Adaptive traffic signal control (ATSC) is essential for mitigating urban congestion in modern smart cities, where traffic infrastructure is evolving into interconnected Web-of-Things (WoT) environments with thousands of sensing-and-control nodes. However, existing methods face a critical scalability-coordination tradeoff: centralized approaches optimize global objectives but become computationally intractable at city scale, while decentralized multi-agent methods scale efficiently yet lack network-level coherence, resulting in suboptimal performance. In this paper, we present HALO, a hierarchical reinforcement learning framework that addresses this tradeoff for large-scale ATSC. HALO decouples decision-making into two levels: a high-level global guidance policy employs Transformer-LSTM encoders to model spatio-temporal dependencies across the entire network and broadcast compact guidance signals, while low-level local intersection policies execute decentralized control conditioned on both local observations and global context.
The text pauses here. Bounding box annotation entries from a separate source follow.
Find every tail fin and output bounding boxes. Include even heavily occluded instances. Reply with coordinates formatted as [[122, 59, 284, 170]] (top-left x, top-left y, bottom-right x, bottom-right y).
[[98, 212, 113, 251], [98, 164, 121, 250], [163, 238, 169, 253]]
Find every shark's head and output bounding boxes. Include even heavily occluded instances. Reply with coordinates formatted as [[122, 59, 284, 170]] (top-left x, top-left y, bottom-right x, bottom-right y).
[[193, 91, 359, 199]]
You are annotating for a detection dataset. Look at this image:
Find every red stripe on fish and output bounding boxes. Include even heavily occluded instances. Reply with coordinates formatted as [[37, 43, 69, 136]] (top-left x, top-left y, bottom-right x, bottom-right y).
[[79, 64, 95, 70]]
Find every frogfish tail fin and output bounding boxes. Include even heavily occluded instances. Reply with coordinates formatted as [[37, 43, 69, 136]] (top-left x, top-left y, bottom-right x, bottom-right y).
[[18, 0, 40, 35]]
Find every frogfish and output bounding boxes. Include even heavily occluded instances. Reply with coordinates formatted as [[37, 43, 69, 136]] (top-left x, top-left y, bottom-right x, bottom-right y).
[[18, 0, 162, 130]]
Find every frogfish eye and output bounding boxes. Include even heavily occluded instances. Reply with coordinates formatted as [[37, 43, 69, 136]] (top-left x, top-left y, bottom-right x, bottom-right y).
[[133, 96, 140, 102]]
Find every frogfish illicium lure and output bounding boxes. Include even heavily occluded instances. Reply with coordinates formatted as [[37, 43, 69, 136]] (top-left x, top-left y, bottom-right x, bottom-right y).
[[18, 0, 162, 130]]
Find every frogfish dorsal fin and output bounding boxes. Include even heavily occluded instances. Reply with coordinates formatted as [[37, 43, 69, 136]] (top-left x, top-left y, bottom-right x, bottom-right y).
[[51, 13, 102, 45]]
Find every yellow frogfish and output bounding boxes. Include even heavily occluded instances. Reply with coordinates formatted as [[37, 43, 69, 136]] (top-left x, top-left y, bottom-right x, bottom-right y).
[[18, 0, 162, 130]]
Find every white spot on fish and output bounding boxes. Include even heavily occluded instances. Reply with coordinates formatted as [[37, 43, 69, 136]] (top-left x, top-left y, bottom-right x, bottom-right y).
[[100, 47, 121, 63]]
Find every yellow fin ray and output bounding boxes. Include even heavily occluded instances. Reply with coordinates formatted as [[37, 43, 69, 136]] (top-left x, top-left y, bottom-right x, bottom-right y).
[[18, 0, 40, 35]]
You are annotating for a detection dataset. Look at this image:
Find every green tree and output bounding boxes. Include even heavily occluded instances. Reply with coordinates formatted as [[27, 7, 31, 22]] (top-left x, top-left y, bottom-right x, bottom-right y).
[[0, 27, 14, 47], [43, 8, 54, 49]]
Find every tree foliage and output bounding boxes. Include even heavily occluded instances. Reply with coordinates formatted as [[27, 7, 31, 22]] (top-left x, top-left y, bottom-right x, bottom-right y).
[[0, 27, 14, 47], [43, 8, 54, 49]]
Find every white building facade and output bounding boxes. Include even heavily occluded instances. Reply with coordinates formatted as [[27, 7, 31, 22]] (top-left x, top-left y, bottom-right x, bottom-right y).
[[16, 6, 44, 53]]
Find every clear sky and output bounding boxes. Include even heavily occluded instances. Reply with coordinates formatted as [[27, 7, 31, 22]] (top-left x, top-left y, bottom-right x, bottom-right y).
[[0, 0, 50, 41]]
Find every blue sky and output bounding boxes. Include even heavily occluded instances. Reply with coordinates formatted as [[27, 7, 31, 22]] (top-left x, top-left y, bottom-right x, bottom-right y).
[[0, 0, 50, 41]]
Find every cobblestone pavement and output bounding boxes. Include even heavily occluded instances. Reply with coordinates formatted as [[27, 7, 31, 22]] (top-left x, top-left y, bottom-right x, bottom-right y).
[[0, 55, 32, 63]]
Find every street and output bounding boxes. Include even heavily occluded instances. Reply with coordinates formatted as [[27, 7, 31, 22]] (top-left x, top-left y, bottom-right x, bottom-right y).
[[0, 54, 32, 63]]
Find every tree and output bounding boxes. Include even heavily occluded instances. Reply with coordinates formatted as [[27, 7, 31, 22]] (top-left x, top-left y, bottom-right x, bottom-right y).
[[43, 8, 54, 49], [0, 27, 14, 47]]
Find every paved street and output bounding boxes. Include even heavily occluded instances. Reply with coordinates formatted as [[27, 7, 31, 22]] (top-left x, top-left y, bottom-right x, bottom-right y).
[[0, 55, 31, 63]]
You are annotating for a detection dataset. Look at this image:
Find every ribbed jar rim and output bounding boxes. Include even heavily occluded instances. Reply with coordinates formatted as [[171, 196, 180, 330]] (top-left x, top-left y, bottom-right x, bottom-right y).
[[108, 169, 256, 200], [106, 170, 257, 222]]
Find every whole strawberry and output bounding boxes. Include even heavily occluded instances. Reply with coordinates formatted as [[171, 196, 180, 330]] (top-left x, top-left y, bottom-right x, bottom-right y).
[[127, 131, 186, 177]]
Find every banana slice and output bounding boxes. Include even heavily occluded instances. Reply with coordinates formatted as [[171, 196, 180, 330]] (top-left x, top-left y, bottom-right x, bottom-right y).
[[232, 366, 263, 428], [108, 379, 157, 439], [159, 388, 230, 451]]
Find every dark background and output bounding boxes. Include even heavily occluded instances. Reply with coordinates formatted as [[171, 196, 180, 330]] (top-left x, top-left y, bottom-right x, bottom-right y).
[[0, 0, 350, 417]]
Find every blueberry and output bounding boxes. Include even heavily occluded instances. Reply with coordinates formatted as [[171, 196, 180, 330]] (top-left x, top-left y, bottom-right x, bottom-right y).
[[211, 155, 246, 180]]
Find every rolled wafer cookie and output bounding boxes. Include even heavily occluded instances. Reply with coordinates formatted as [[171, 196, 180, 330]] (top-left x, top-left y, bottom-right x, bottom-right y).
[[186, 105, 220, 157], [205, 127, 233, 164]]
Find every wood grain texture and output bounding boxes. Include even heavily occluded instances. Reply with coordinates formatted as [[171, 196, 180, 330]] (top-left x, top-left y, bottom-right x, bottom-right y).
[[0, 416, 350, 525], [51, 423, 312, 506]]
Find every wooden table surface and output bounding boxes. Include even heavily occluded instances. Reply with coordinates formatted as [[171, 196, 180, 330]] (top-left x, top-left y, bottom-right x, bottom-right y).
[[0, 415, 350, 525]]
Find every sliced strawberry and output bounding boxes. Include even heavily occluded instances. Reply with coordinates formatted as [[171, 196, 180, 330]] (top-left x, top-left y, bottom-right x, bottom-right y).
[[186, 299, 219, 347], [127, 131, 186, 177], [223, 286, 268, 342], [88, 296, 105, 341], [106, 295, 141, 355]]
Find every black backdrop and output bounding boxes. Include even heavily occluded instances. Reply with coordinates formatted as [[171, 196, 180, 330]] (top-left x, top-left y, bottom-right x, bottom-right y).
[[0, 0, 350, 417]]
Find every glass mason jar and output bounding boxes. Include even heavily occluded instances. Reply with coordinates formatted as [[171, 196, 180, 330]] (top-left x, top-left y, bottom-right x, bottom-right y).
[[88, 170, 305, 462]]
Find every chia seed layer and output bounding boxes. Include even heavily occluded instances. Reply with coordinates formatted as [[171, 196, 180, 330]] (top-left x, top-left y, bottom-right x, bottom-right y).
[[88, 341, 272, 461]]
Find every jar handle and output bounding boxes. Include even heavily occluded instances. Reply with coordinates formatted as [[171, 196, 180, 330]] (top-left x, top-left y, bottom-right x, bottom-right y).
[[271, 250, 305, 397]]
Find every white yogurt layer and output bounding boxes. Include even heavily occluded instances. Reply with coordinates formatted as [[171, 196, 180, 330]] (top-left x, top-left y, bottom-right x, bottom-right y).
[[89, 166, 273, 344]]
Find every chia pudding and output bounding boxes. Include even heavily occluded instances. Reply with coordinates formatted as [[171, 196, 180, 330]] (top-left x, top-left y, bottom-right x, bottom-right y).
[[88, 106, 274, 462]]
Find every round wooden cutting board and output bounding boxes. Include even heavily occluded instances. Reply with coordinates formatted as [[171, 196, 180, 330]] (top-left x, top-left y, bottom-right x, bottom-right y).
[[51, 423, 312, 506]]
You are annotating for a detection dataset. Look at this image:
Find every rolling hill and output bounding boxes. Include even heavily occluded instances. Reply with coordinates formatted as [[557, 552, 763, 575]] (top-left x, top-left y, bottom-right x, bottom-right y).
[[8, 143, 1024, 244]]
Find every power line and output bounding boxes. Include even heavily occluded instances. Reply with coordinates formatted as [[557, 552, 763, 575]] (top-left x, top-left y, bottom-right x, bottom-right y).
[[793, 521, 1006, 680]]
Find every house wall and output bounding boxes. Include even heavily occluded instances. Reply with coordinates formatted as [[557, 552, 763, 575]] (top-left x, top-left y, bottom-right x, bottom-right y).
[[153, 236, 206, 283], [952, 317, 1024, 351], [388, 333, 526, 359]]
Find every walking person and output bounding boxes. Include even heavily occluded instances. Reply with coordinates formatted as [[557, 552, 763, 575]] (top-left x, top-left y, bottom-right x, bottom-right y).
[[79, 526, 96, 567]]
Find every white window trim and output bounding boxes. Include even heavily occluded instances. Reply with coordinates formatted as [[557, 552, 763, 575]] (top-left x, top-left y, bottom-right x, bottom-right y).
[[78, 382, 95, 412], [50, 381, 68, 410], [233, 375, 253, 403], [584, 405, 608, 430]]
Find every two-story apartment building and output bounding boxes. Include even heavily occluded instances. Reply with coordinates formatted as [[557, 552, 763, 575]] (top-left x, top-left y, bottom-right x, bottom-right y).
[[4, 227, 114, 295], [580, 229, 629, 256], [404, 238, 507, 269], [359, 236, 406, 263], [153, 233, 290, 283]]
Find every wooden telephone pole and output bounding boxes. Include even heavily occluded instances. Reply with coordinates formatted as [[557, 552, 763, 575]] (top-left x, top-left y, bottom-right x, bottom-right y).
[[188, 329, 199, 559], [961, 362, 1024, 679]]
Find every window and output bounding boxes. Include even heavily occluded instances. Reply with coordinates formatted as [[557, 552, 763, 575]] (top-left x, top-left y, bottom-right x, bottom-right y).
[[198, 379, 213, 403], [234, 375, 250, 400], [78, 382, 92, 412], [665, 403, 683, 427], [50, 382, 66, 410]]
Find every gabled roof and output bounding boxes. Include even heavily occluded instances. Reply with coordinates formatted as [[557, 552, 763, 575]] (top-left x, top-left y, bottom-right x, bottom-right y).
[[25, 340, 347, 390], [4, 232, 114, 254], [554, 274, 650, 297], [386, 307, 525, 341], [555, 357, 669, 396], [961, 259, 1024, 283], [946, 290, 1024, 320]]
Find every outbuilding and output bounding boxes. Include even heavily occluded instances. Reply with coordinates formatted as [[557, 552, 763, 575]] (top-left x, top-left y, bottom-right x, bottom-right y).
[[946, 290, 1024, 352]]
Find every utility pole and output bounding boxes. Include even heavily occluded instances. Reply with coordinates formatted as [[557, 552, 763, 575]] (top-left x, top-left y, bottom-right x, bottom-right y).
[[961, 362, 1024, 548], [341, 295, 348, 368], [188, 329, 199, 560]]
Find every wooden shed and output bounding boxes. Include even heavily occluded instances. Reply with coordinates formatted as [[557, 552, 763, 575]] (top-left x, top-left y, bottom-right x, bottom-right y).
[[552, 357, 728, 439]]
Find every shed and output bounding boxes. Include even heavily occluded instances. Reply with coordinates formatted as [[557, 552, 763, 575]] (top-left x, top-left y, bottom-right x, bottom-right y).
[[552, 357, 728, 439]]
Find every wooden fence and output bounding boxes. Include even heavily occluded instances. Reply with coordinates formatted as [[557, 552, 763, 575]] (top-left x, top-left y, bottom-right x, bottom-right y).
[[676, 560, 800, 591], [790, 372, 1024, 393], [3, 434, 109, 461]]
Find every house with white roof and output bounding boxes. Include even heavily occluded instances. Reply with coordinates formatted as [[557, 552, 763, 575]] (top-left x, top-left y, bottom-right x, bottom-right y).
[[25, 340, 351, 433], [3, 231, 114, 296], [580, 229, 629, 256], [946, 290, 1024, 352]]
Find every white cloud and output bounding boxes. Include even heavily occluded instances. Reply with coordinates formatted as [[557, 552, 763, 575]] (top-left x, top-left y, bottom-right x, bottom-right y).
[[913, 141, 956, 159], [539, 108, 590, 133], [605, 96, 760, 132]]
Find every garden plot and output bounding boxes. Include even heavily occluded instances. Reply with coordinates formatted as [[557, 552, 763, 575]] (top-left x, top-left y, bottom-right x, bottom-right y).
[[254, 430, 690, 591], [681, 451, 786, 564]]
To ensure better alignment of global-local objectives, we introduce an adversarial goal-setting mechanism where the global policy proposes challenging-yet-feasible network-level targets that local policies are trained to surpass, fostering robust coordination. We evaluate HALO extensively on multiple standard benchmarks, and a newly constructed large-scale Manhattan-like network with 2,668 intersections under real-world traffic patterns, including peak transitions, adverse weather and holiday surges. Results demonstrate HALO shows competitive performance and becomes increasingly dominant as network complexity grows across small-scale benchmarks, while delivering the strongest performance in all large-scale regimes, offering up to 6.8% lower average travel time and 5.0% lower average delay than the best state-of-the-art.